The Least Squares (LS) estimator can be derived as a Maximum Likelihood Estimation (MLE) under the assumption that the errors in the linear regression model are normally distributed and homoskedasticity.
Consider the standard linear regression model:
\[ Y_i = \beta_0 + \beta_1 X_{1i} + \cdots + \beta_p X_{pi} + \varepsilon_i, \quad i = 1, \ldots, n, \]
In OLS, we assume that the error terms \(\varepsilon_i\) are normally distributed with constant variance \(\varepsilon_i \sim \mathcal{N}(0,\sigma^2)\).
It must be the case that if Y is normally distributed, the errors must be normally distributed as well (but not necessarily otherwise!). Thus, we can express \(Y_i\) following a probability distribution \(Y_i \sim \mathcal{N}(\mu_i, \sigma^2)\).
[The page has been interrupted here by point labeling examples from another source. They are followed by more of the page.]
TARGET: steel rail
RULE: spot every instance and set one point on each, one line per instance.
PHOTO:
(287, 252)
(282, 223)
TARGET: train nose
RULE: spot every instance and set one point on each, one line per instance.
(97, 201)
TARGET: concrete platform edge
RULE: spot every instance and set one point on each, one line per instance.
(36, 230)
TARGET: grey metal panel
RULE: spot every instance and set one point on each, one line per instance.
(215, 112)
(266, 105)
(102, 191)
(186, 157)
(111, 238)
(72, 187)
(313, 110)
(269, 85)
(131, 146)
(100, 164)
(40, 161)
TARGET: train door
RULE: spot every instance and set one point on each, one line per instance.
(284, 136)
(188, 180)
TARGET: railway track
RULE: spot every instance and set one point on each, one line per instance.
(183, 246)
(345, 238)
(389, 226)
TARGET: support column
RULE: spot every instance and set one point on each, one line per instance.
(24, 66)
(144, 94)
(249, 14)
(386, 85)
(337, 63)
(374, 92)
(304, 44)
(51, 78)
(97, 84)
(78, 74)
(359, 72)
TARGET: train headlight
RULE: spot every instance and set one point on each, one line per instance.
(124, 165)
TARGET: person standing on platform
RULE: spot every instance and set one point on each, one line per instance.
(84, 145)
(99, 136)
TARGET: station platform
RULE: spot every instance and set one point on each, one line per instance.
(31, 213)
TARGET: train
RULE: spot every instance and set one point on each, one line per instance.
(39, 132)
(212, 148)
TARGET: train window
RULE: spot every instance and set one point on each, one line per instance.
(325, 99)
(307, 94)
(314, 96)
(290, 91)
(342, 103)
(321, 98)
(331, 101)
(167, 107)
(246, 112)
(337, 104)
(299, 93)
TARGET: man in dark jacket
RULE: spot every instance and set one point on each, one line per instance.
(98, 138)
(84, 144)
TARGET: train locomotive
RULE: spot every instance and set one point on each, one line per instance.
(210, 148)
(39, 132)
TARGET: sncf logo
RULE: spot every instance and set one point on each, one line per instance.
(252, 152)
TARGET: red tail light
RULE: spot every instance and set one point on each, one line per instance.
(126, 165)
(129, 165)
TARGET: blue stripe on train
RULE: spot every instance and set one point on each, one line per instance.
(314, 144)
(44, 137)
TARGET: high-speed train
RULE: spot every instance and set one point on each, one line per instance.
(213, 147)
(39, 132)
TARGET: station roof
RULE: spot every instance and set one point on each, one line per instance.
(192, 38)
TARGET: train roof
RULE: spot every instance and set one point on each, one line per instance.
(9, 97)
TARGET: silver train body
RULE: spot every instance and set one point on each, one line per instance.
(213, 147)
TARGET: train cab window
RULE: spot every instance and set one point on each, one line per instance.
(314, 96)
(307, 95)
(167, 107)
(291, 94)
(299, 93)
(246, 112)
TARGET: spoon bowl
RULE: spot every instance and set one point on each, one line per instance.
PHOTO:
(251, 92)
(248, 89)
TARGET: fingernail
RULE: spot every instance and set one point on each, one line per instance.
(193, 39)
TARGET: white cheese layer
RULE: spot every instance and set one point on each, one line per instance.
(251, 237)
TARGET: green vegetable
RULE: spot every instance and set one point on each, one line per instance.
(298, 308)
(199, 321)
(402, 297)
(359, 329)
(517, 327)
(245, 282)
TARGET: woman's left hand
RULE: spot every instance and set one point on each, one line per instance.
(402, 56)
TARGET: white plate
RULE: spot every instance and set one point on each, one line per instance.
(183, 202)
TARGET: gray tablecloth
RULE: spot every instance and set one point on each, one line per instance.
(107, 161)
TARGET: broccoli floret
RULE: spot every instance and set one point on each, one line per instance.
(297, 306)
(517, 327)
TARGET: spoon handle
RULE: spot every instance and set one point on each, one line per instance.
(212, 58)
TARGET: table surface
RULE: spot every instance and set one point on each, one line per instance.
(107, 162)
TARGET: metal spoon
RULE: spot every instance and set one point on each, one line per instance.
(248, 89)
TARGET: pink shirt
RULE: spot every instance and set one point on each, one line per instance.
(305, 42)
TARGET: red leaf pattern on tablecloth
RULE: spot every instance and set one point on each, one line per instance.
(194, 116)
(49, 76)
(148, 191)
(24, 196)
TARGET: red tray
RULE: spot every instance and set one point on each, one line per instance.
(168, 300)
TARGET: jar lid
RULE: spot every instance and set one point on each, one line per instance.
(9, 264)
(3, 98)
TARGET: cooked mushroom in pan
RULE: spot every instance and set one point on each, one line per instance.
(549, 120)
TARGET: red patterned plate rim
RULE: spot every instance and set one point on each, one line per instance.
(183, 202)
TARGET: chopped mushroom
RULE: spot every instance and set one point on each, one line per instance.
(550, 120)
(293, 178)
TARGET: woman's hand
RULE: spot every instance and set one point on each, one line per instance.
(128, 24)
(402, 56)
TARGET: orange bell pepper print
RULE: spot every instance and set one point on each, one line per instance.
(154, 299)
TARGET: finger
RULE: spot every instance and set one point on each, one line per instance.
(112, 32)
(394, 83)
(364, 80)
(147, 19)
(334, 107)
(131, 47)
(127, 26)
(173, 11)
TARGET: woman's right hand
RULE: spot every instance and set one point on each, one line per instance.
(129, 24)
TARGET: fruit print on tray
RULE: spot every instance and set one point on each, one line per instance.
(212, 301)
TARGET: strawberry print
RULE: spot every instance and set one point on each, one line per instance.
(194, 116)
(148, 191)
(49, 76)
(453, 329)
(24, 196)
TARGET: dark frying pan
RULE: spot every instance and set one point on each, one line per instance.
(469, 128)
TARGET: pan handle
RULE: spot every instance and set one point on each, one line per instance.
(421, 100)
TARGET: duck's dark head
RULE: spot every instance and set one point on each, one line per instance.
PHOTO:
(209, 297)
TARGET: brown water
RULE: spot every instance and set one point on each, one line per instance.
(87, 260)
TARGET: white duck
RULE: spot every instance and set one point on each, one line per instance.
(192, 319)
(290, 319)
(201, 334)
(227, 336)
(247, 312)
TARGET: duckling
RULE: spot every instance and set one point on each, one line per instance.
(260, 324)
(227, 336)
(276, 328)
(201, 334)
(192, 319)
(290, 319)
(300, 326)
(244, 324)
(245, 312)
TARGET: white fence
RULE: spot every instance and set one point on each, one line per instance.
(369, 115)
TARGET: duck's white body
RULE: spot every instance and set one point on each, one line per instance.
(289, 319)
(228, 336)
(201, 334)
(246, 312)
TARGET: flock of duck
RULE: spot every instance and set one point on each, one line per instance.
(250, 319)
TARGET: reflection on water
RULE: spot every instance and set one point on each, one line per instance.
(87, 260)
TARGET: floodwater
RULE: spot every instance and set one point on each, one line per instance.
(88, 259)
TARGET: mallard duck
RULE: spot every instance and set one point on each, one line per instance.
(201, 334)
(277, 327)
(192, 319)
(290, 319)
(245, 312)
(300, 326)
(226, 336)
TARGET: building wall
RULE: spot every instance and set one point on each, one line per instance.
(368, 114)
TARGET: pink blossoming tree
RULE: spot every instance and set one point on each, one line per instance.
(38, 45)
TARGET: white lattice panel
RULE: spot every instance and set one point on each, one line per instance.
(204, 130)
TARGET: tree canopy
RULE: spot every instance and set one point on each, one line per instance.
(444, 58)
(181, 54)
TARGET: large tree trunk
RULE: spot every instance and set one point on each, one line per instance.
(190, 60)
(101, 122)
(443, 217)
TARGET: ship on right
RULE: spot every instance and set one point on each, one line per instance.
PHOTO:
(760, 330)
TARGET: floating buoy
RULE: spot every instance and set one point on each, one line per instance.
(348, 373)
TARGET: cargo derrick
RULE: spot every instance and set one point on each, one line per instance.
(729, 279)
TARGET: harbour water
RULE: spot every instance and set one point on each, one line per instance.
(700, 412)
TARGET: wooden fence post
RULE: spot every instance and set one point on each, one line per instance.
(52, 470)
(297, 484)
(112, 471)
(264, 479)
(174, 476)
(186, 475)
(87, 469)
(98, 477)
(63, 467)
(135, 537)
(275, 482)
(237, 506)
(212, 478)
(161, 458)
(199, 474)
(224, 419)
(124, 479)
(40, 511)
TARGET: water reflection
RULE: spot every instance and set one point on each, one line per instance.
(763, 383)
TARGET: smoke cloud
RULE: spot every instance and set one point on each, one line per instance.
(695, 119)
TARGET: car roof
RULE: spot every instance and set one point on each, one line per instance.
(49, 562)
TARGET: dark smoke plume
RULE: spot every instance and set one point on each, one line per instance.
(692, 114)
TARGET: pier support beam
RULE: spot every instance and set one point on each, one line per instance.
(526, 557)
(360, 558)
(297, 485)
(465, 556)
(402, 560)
The gist is that the likelihood theory of inference allows to model any parameter from any distribution in other to better represent the DGP and also look at which predictors can explain variation in the distributonal parameters.
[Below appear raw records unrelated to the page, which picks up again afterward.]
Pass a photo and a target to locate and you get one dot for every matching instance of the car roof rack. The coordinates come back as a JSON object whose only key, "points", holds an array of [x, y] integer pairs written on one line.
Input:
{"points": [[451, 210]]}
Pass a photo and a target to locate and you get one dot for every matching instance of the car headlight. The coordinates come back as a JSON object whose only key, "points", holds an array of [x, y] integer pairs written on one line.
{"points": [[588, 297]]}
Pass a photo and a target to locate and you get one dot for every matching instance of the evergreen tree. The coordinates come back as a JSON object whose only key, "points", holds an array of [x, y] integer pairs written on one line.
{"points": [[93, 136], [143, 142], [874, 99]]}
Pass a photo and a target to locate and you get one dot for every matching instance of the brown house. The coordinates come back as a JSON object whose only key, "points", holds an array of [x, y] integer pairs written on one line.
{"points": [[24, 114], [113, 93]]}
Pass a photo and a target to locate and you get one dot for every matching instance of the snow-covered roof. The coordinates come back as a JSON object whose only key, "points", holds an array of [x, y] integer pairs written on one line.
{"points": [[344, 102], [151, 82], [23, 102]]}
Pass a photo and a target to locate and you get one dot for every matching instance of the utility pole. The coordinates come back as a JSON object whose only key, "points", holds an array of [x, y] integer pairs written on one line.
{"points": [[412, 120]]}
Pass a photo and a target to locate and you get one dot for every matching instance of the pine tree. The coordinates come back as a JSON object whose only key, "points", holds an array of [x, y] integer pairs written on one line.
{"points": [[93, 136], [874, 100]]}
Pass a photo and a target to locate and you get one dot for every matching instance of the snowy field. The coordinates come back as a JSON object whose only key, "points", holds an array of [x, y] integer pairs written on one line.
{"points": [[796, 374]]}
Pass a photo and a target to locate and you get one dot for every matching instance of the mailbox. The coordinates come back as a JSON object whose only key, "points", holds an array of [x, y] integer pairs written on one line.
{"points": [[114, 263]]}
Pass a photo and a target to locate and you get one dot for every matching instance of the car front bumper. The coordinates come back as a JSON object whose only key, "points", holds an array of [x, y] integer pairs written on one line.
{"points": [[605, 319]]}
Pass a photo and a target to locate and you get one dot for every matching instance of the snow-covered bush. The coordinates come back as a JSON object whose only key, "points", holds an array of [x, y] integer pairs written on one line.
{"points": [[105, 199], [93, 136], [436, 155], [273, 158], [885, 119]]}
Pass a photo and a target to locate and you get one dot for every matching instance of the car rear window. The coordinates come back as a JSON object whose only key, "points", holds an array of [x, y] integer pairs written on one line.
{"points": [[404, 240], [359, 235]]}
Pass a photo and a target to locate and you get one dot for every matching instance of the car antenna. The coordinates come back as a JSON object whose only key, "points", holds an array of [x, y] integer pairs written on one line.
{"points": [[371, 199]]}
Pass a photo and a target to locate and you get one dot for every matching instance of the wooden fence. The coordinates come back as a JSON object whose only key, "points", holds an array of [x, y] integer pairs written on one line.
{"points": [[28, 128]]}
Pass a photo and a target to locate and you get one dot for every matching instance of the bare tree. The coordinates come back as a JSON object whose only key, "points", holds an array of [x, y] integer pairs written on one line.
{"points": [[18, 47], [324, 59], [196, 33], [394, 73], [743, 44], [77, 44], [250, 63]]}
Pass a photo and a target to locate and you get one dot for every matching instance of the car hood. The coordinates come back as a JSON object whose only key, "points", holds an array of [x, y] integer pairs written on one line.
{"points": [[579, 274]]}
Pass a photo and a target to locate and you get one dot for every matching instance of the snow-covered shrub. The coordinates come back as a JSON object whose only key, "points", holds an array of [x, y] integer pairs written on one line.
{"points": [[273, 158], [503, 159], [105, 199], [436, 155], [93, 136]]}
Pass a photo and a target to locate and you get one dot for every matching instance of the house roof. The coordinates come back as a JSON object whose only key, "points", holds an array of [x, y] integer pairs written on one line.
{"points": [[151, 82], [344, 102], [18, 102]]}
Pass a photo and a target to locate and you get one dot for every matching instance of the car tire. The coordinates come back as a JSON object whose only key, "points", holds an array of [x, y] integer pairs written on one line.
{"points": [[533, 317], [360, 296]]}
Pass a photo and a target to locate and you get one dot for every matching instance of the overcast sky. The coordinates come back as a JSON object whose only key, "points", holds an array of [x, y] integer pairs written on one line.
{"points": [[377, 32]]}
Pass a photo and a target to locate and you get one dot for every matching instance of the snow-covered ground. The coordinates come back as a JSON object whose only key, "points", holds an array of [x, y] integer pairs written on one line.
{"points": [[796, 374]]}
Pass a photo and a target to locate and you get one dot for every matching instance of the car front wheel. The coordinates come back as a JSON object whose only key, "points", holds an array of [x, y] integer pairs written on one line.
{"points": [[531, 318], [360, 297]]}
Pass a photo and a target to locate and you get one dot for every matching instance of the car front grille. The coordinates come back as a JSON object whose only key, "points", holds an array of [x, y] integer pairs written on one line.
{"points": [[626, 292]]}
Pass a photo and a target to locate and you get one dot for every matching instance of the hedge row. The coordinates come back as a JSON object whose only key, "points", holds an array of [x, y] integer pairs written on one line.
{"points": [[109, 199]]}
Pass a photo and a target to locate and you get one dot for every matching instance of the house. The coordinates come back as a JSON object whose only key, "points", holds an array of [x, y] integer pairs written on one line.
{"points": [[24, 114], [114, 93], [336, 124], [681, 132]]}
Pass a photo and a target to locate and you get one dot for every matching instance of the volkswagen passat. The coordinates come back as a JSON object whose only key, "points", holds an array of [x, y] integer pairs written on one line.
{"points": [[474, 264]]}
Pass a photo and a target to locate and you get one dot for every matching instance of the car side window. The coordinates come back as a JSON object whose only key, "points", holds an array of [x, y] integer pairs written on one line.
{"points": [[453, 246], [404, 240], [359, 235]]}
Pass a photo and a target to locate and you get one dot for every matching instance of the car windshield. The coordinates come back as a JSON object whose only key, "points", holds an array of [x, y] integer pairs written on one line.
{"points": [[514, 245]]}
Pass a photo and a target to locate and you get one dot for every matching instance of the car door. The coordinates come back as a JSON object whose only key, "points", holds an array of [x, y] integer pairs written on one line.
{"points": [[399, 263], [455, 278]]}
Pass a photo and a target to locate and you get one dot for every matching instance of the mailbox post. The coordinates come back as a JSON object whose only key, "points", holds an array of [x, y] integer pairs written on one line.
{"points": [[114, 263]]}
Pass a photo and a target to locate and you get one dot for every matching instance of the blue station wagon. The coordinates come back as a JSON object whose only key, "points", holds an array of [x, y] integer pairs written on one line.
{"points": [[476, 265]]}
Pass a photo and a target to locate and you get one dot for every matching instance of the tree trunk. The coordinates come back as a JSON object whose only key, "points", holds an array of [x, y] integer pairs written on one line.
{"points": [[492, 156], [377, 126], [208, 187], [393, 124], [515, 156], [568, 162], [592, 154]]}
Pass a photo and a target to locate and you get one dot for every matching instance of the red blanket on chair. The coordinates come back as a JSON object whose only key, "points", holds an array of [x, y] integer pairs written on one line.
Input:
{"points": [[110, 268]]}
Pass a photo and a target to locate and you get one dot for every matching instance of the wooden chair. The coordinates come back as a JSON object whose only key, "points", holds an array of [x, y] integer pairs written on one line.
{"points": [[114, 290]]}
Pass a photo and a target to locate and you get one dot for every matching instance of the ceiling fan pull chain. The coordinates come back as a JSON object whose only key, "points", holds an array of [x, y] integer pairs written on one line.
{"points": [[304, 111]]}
If we further assume that each \(i\) observation is independent and \(\sigma^2\) is a constant, we can express the PDF as a function of the systematic component for the paremter of interest, in this case the mean \(\mu\).
\[ \begin{aligned} Y_i & \sim \mathcal{N}(\mu_i, \sigma^2) & [\text{stochastic component}] \\ \mu_i & = \beta_0 + \beta_1 X_{1i} + \cdots + \beta_p X_{pi} \quad \quad & [\text{systematic component}] \\ Y_i &\mid X_i \sim \mathcal{N} \left( \beta_0 + \beta_1 X_{1i} + \cdots + \beta_p X_{pi}, \, \sigma^2 \right) & [\text{substitute in the parameter}] \\ \end{aligned} \]
The two above equations are equivalent, although the systematic and stochastic components are in different locations. Two different notations for the same model.
LS notation: \[ \begin{aligned} \varepsilon_i & \sim \mathcal{N}(0, \sigma^2) & (stochastic) \\ Y_i & = x_i \mathcal{\beta} & (systematic) \\ Y_i & = x_i \mathcal{\beta} + \varepsilon_i & (stochastic + systematic) \\ \end{aligned} \]
MLE notation: \[ \begin{aligned} Y_i & \sim \mathcal{N}(\mu_i, \sigma^2) & (stochastic) \\ \mu_i & = x_i \beta & (systematic) \\ Y_i & \sim N( x_i \beta, \sigma^2) & (stochastic + systematic) \\ \end{aligned} \]
Below we are going to derive the MLE estimates from a normal-homoskedatic model. These steps apply to any probability function that we are interested to model and estimate its parameters. The steps are:
1- Define a PDF that represents the data-generating process (DGP) of interest. 2- Define the likelihood (independence assumption) 3- Take the natural logarithm of the likelihood function to simplify its obective function. 4- Drop the parameters
The PDF for a single observation \(Y_i\) following a normal distribution with mean \(\mu_i\) and variance \(\sigma^2\) is:
\[ f(Y_i \mid \mu_i, \sigma^2) = \frac{1}{\sqrt{2\pi\sigma^2}} \exp\left( -\frac{(Y_i - \mu_i)^2}{2\sigma^2} \right) \]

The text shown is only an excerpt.